您的位置：首页 > 其它

使用scikit-learn进行机器学习的简介(教程1)

2017-05-10 11:11 387 查看

一、机器学习：问题设定

通常，一个学习问题是通过分析一些数据样本来尝试预测未知数据的属性。如果每一个样本不仅仅是一个单独的数字，比如一个多维的实例（multivariate data），也就是说有着多个属性特征

我们可以把学习问题分成如下的几个大类：

（1）有监督学习

数据带有我们要预测的属性。这种问题主要有如下几种：

①分类

样例属于两类或多类，我们想要从已经带有标签的数据学习以预测未带标签的数据。识别手写数字就是一个分类问题，这个问题的主要目标就是把每一个输出指派到一个有限的类别中的一类。另一种思路去思考分类问题，其实分类问题是有监督学习中的离散形式问题。每一个都有一个有限的分类。对于样例提供的多个标签，我们要做的就是把未知类别的数据划分到其中的一种。

②回归

去过预期的输出包含连续的变量，那么这样的任务叫做回归。根据三文鱼的年纪和中联预测其长度就是一个回归样例。

（2）无监督学习

训练数据包含不带有目标值的输入向量x。对于这些问题，目标就是根据数据发现样本中相似的群组——聚类。或者在输入空间中判定数据的分布——密度估计，或者把数据从高维空间转换到低维空间以用于可视化

训练集和测试集

机器学习是学习一些数据集的特征属性并将其应用于新的数据。这就是为什么在机器学习用来评估算法时一般把手中的数据分成两部分。一部分我们称之为训练集，用以学习数据的特征属性。一部分我们称之为测试集，用以检验学习到的特征属性。

二、加载一个样本数据集

scikit-learn带有一些标准数据集。比如用来分类的iris数据集、digits数据集；用来回归的boston house price 数据集。

接下来，我们我们从shell开启一个Python解释器并加载iris和digits两个数据集。【译注：一些代码惯例就不写了，提示符>>>之类的学过Python的都懂】

$ python

>>>from sklearn import datasets

>>>iris = datasets.load_iris()

>>>digits = datasets.load_digits()

一个数据集是一个包含数据所有元数据的类字典对象。

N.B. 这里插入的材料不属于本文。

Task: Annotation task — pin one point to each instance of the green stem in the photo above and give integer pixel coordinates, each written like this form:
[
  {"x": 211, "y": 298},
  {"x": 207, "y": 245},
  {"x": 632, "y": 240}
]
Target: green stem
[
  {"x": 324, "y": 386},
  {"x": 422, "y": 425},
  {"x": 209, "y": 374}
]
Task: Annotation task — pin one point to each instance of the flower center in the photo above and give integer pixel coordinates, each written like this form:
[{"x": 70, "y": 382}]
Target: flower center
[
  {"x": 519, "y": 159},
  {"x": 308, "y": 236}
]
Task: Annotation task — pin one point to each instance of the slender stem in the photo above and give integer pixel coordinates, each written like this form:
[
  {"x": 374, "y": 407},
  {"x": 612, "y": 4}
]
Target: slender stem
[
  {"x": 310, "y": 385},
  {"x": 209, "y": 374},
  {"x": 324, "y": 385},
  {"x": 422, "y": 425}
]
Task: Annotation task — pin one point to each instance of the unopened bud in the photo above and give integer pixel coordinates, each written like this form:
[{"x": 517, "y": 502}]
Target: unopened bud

这个数据存储在 '.data'成员变量中，是一个$n*n$的数组，行表示样例，列表示特征。在有监督学习问题中，一个或多个响应变量（Y）存储在‘.target’成员变量中。不同数据集的更多细节可以在dedicated section中找到。

例如，对于digits数据集，digits.data可以访问得到用来对数字进行分类的特征：

>>>print(digits.data)  
[[  0.   0.   5. ...,   0.   0.   0.]
 [  0.   0.   0. ...,  10.   0.   0.]
 [  0.   0.   0. ...,  16.   9.   0.]
 ...,
 [  0.   0.   1. ...,   6.   0.   0.]
 [  0.   0.   2. ...,  12.   0.   0.]
 [  0.   0.  10. ...,  12.   1.   0.]]

digits.target 就是数字数据集对应的真实数字值。也就是我们的程序要学习的。

>>>digits.target
array([0, 1, 2, ..., 8, 9, 8])

数据数组的形状

尽管原始数据也许有不同的形状，但实际使用的数据通常是一个二维数组（n个样例，n个特征）。对于数字数据集，每一个原始的样例是一张（8 x 8）的图片,也能被使用：

>>>digits.images[0]
array([[  0.,   0.,   5.,  13.,   9.,   1.,   0.,   0.],
       [  0.,   0.,  13.,  15.,  10.,  15.,   5.,   0.],
       [  0.,   3.,  15.,   2.,   0.,  11.,   8.,   0.],
       [  0.,   4.,  12.,   0.,   0.,   8.,   8.,   0.],
       [  0.,   5.,   8.,   0.,   0.,   9.,   8.,   0.],
       [  0.,   4.,  11.,   0.,   1.,  12.,   7.,   0.],
       [  0.,   2.,  14.,   5.,  10.,  12.,   0.,   0.],
       [  0.,   0.,   6.,  13.,  10.,   0.,   0.,   0.]])

三、学习和预测

对于数字数据集（digits dataset），任务是预测一张图片中的数字是什么。数字数据集提供了0-9每一个数字的可能样例，可以用它们来对位置的数字图片进行拟合分类。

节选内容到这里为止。